Saying that, I'm sure django-extensions does a lot more than shell_plus but I've never actually explored what those extra features are, so think I'll do that now
Edit: Turns out you can use bpython, ptpython or none at all with shell_plus, so good to know if you prefer any of them to ipython
In the default shell? I've definitely started new django projects since 2023 and I seem to remember always having to use shell_plus for that, though maybe thats just become something I automatically add without thinking
Edit: Yep, you're right, wow thats pretty big for me
To me it seems like it'd only get more visible as it gets more normal, or at least more predictable.
Remember back in the early 2000's when people would photoshop one animals head onto another and trick people into thinking "science has created a new animal". That obviously doesn't work anymore because we know thats possible, even relatively trivial, with photoshop. I imagine the same will happen here, as AI writing gets more common we'll begin a subconscious process of determining if the writer is human. That's probably a bit unfairly taxing on our brains, but we survived photoshop I suppose
The obviously fake ones were easy to detect, and the less obvious ones took some some sleuthing to detect. But the good fakes totally fly under the radar. You literally have no idea how much of the images you see are doctored well because you can't tell.
Same for LLMs in the near future (or perhaps already). What will we do when we'll realize we have no way of distinguishing man from bot on the internet?
I'd say the fact that you know theres some photoshop jobs you can't detect is proof enough that we're surviving it. It's not necessarily that we can identify it with 100% accuracy, but that we consider it a possibility with every image we see online
> What will we do when we'll realize we have no way of distinguishing man from bot on the internet?
The idea is this is a completely different scenario if we're aware of this being a potential problem versus not being at all aware of it. Maybe we won't be able to tell 100% of the time, but its something which we'll consider.
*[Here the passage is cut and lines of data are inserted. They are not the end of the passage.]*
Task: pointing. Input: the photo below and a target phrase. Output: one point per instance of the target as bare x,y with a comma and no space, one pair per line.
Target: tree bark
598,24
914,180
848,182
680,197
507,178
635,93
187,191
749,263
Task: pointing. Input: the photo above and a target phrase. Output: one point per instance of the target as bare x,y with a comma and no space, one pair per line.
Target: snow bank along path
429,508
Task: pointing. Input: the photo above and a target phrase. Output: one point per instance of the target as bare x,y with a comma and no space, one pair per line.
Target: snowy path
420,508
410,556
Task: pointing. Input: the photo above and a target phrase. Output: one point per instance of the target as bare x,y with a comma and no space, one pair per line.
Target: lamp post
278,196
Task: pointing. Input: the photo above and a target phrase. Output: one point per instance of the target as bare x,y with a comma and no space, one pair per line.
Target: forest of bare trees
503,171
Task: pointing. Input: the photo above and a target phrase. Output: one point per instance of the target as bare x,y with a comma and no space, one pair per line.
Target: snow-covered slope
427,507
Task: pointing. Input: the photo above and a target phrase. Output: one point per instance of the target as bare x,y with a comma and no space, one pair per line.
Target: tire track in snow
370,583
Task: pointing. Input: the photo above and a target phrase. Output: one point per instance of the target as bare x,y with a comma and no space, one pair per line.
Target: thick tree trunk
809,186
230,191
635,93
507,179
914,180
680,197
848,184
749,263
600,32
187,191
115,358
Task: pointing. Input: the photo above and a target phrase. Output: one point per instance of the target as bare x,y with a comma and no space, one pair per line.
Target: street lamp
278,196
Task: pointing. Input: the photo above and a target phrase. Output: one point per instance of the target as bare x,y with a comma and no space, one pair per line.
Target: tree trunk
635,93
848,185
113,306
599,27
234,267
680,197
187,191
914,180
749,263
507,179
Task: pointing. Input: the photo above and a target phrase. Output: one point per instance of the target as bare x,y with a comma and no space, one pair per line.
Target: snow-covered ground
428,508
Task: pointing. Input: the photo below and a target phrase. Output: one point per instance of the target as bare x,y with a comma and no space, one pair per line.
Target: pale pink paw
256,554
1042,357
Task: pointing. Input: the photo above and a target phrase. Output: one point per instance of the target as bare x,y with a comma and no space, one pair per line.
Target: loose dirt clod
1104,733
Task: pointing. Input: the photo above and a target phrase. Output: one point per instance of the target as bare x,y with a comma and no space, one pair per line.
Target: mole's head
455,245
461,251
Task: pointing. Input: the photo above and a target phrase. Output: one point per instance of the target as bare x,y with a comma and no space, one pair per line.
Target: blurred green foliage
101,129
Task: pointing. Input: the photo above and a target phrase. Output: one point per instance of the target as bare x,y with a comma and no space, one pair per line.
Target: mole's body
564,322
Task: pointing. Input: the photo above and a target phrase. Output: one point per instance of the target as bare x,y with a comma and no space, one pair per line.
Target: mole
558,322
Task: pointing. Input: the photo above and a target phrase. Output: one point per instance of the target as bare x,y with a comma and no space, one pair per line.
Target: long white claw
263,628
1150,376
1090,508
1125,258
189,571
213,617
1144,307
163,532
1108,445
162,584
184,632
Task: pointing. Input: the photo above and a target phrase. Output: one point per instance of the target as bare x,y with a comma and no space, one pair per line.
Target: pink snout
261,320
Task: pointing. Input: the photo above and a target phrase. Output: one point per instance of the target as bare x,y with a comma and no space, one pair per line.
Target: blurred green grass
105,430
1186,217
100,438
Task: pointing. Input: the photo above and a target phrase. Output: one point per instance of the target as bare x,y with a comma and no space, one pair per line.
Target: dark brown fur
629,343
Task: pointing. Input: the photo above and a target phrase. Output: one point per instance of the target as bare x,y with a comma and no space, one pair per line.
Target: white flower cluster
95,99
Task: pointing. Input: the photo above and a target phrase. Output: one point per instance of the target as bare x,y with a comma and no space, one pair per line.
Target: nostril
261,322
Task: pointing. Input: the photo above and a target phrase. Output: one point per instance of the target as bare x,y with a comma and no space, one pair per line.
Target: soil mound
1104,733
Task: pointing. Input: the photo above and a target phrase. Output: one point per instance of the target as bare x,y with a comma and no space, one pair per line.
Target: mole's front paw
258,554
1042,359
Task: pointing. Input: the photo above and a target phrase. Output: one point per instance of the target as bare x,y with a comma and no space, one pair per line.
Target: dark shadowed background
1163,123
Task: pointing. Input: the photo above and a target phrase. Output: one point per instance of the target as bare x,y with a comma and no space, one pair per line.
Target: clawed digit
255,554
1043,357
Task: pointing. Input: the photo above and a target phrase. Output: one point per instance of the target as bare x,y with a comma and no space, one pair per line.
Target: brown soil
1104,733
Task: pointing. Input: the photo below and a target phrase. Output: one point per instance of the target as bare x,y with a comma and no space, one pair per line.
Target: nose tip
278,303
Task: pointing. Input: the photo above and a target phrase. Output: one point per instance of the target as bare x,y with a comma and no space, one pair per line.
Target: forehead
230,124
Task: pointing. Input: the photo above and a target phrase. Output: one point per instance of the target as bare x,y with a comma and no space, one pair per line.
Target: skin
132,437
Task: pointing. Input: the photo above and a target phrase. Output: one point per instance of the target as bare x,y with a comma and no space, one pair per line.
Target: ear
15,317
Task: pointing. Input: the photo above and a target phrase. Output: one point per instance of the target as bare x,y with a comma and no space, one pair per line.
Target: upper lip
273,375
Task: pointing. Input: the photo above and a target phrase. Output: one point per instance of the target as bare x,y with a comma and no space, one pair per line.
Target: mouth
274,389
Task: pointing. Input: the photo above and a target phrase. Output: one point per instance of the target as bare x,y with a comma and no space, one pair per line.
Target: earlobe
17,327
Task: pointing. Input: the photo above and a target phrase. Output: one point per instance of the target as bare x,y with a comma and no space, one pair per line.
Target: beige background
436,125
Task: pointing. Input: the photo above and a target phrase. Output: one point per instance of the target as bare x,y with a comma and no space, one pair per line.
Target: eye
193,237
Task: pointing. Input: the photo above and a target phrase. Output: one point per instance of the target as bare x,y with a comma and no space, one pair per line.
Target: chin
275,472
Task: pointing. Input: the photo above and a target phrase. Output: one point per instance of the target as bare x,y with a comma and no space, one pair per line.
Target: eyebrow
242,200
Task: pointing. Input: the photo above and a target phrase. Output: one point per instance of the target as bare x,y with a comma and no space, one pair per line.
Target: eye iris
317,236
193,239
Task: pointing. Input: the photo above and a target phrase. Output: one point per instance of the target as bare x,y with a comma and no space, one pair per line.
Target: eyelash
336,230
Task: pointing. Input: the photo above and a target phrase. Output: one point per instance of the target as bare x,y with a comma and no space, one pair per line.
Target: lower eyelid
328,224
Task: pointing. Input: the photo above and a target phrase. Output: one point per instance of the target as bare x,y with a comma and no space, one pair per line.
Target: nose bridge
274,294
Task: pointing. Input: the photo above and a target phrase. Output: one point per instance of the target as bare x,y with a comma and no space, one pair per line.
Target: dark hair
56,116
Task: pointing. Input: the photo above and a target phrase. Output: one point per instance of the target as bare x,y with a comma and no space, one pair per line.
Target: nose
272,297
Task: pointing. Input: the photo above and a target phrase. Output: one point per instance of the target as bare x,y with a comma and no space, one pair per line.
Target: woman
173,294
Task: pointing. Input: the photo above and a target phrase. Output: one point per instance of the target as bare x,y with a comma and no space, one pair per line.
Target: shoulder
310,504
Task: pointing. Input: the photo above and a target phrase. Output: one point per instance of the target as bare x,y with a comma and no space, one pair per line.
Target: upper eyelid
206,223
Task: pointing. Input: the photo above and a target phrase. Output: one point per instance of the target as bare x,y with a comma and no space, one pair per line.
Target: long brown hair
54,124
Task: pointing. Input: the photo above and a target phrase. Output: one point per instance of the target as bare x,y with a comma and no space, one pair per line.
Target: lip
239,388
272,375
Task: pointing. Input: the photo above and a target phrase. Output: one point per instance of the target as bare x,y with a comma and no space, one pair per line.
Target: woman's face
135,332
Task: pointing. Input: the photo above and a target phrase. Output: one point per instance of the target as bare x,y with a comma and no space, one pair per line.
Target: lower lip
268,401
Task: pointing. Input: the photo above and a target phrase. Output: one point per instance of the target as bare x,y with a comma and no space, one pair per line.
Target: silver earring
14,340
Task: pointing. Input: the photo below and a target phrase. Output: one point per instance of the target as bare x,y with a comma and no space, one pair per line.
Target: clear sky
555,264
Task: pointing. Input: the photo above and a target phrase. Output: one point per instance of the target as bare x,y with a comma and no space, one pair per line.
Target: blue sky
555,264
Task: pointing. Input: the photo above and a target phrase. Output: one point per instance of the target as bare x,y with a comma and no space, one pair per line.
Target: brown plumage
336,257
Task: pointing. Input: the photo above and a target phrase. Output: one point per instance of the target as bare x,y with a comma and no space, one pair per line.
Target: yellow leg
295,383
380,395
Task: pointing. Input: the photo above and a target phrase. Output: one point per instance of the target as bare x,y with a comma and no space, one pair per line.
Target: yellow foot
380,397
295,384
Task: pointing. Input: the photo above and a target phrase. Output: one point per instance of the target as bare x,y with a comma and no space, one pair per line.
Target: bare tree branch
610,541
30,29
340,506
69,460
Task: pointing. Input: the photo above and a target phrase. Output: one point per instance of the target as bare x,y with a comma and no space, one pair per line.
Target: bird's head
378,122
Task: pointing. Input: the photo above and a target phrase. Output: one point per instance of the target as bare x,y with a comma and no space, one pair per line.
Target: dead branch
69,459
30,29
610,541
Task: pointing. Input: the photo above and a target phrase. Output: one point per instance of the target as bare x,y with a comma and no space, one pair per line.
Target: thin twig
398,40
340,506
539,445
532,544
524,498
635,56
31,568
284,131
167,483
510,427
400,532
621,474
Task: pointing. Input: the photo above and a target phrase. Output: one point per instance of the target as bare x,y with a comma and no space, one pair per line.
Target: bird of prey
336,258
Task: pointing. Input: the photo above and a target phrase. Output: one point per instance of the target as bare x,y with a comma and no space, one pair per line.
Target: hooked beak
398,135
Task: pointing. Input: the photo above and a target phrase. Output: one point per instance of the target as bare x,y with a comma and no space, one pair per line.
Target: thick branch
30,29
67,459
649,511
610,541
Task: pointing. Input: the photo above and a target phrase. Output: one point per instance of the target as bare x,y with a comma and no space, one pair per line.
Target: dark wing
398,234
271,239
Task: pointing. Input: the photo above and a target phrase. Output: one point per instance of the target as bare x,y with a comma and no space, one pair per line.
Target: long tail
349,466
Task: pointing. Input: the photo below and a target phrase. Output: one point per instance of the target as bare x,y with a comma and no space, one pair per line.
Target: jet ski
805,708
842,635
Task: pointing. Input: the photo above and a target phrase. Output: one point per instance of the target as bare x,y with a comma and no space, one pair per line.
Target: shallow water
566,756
> Are there really people who "spend weeks planning the perfect architecture" to build some automation tools for themselves?
Ironically, I see this very often with AI/vibe coding, and whilst it does happen with traditional coding too, it happens with AI to an extreme degree. Spend 5 minutes on twitter and you'll see a load of people talking about their insane new vibe coding setup and next to nothing of what they're actually building
The argument I usually hear is that you only truly get the 10x improvements with <new-model> (right now, Opus 4.5), so they've only had a few months, not years. In a few months, it'll turn out that <new-model> wasn't actually capable of that, but <new-new-model> is, and as that's not been out long its unfair to judge so early. And so the cycle begins anew
This is where you get to this weird juxtaposition of "AI can now replace humans" existing simultaneously with "Its unfair to compare human work to AI work".
Like if a human said they started a farm, but it turns out someone else did all the leg work and they were just asked for an opinion occasionally, they'd be called out for lying about starting a farm. Meanwhile, that flies for an AI, which would be fine if we acknowledged that theres a lot of behind the scenes work that a human needs to do for it.
You missed out the most crucial and least likely requirement (assuming you're not self employed); management also need to be able to see through the bs.